Universal principles in Divine Law for government do exist. William Blackstone’s commentaries were used by Abraham Lincoln and continued to be the basis for law in America into the early 1900s. As late as 1950, President Harry S. Truman, emphasized the Bible as the basis for our laws.

Case Law—Black’s (Henry Campbell Black, 1860-1927) Law Dictionary began to dominate the law dictionary market in 1960. It is now used more than any other source by law schools. The 1912 Edition through the Tenth Edition, 2014, appear to be clearly secularized. One of the definitions reads, “A case becomes a precedent only for such a general rule as is necessary to the actual decision reached, when shorn of unessential circumstances.” Black’s dictionary has been edited eight times since his death in 1927.

President Truman emphasized Higher Authority Common Law Precedent that leads to community harmony and American Exceptionalism.

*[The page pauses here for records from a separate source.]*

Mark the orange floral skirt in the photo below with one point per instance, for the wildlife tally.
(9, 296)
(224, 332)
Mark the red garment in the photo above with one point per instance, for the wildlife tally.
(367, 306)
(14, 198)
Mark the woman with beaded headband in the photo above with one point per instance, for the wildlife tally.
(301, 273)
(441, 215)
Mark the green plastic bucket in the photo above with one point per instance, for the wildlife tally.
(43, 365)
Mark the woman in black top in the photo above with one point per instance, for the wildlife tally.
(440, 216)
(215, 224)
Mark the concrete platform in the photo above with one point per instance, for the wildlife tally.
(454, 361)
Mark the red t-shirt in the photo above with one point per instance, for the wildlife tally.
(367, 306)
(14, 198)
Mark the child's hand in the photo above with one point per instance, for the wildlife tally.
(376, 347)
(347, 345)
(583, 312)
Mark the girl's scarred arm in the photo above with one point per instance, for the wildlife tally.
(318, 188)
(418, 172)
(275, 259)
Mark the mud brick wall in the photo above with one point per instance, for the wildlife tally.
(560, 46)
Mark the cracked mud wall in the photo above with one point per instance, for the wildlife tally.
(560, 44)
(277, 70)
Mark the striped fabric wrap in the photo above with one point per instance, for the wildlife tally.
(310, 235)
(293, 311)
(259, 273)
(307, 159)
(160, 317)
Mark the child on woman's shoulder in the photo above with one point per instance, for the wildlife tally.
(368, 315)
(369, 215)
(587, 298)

Case Law forced the secularization of behavioral and American history studies in local public schools throughout the nation. The harm from Case Law court decisions is both the secularization of the case and that the judgments may have Precedent-setting value. Imposing judgments then depend upon the judge’s political opinion of his or her role as a judge and the ideological and political instincts of the judge, thus opening the door to god-wannabe tyranny.

The United States Constitution was signed on September 17, 1787. Traditional American Common Law prevailed until around 1955—168 years later. Since the liberals’ cultural war surge, starting in 1955, we have seen the growing impact harmful to families.